By contributing writer Caleb McEwen

Why is it that on the internet, everyone is a badass? When people are typing, why do they use ten times the number of exclamation points their real-life speech patterns actually necessitate? Why will people viciously attack individuals and points of view they would never even question if confronting them face to face?

The simple answer? Anonymity.

Yes, the same technology that allows a 48-year-old man poaching wi-fi from a windowless van to set up a MySpace page as Tiffany the 15-year-old pep club member also allows normally mild-mannered citizens to become outraged, intellectual berserkers with just a few keystrokes. It's the same technology that allows porn to be a multi-billion dollar industry, even though you can't get enough public porn-supporters together to have a parade. It's the same technology that allows idiots to get scammed on eBay and Craig's List by people selling time shares on the Mir Space Station and the ghost of John Wilkes-Booth sealed in a Yoplait container.

Anonymity, my friends. It's easy to be a badass when no one knows who you are.


My kitty can also watch porn and hurl basic keyboard insults, and he only knows the meaning of CUTE AND CUDDLY.

It's like road rage. We think, “Surely no one can assail the impenetrable walls of my Kia. It is my own Korean Jericho. I will fly the bird with impunity!” Then, one fine day, you flip off that one guy who is willing to stop in the middle of traffic and walk over to your driver's side window to have a little chat about your choice of fingers. You know the guy. He's got tattoos on his neck that suggest something more complicated continuing below the collar, and his name is something ironic—like “Tiny.” He's been waiting to have this conversation all day, while you've been avoiding it your entire life. The conversation is brief.

The internet has empowered an entire group of people who should never have been empowered. Now, they're popping the cork on the bottled repression of a lifetime of swirlies and rejection. They're lighting the fuse and getting away. Not only does the internet give them an audience and a potentially false identity, it also gives them the means to enough watered-down information to think themselves experts on subjects they have no business even talking about. Where else but the internet would someone who calls himself kegmeister317 engage in a heated debate over the viability of stem cell research, citing an episode of South Park as a primary source? Where else but the internet would grade schoolers attack the practicality ofLockheed's new High Altitude Airship (HAA) program? Where else but the internet would a swimsuit model be considered an authority on how to solve the country's immigration problems?

You can be certain that with rare exceptions, the more forcefully someone is speaking on a topic, the less they know about it, and the louder their response is on screen, the quieter it would be in person. If people spoke in real life the way they write on the internet, America would make the Middle East look like a singing, dancing, good-time jamboree.

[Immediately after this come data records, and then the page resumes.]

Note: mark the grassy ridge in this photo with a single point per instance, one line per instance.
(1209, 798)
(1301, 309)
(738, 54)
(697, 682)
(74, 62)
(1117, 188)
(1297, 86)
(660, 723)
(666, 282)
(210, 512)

There are very few badasses in the world—and I'm talking genuine badasses. You want to know who is a genuine badass? I'll give the example I always use: the 5'1” guy who's working the door at a Tijuana disco—he's a badass. He's only got one arm and one good eye, and he weighs 142 pounds, but he will beat you like you stole his cookie. You could stab him in the stomach, and he would pull out his own colon andchoke you with it. He's a badass.

The gangsta-talking frat boy wearing the Abercrombie and Fitch baseball cap and calling you “bitch” in TGI Friday's—he is not a badass. He doesn't even really know what a badass is. However, you can be sure he has a screen name that sounds something like “omegaterminatorX”or “frontierjusticerobot.” After a fight with our friend from south of the border, there will not be enough left of this guy to fill one of his Lugz.

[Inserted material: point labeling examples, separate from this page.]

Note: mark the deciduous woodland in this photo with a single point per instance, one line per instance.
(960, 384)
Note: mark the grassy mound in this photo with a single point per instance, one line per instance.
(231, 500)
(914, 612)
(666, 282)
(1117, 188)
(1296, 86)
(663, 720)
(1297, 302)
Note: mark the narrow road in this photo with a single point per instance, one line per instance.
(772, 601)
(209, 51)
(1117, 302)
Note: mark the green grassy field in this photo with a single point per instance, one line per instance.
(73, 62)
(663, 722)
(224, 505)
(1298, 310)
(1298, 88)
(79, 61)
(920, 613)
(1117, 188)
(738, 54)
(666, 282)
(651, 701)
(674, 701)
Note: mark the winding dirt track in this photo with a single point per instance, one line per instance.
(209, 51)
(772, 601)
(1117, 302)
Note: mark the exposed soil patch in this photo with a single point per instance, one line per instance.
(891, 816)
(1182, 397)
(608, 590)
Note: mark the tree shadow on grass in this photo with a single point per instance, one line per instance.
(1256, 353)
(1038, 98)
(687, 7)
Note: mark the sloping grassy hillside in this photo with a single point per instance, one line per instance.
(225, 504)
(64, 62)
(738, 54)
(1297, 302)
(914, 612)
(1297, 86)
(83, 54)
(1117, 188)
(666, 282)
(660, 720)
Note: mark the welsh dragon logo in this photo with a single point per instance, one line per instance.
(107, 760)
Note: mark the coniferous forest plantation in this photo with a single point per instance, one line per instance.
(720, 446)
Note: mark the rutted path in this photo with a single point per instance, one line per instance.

Here are some guidelines to bring us all back to reality:

– If you have ever paid for bottled water of any kind, you are not a badass.


– If you can name any type of unpasteurized cheese, you are not a badass.

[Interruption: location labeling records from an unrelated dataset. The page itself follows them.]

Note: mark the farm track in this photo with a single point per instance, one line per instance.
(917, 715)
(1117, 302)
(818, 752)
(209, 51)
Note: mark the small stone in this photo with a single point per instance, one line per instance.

– If you blog mercilessly, yet never use your real name, you are not a badass.

– If anyone has ever turned around abruptly and asked, “What the hell did you just say to me?” and you have responded in anyway other than repeating the exact same thing you just said, only louder and more slowly, while pretending to use sign language, you are not a badass.

– If you have any sort of opinion whatsoever concerning Britney Spears, you are not a badass.

– If you have never actually kicked someone's ass, you are not a badass.

– If you have never had your ass kicked, you are not a badass—if you fight enough to be a badass, you have to lose sooner or later.

My point is that sooner or later, your fantasy life will have to confront your real life. Will you be ready?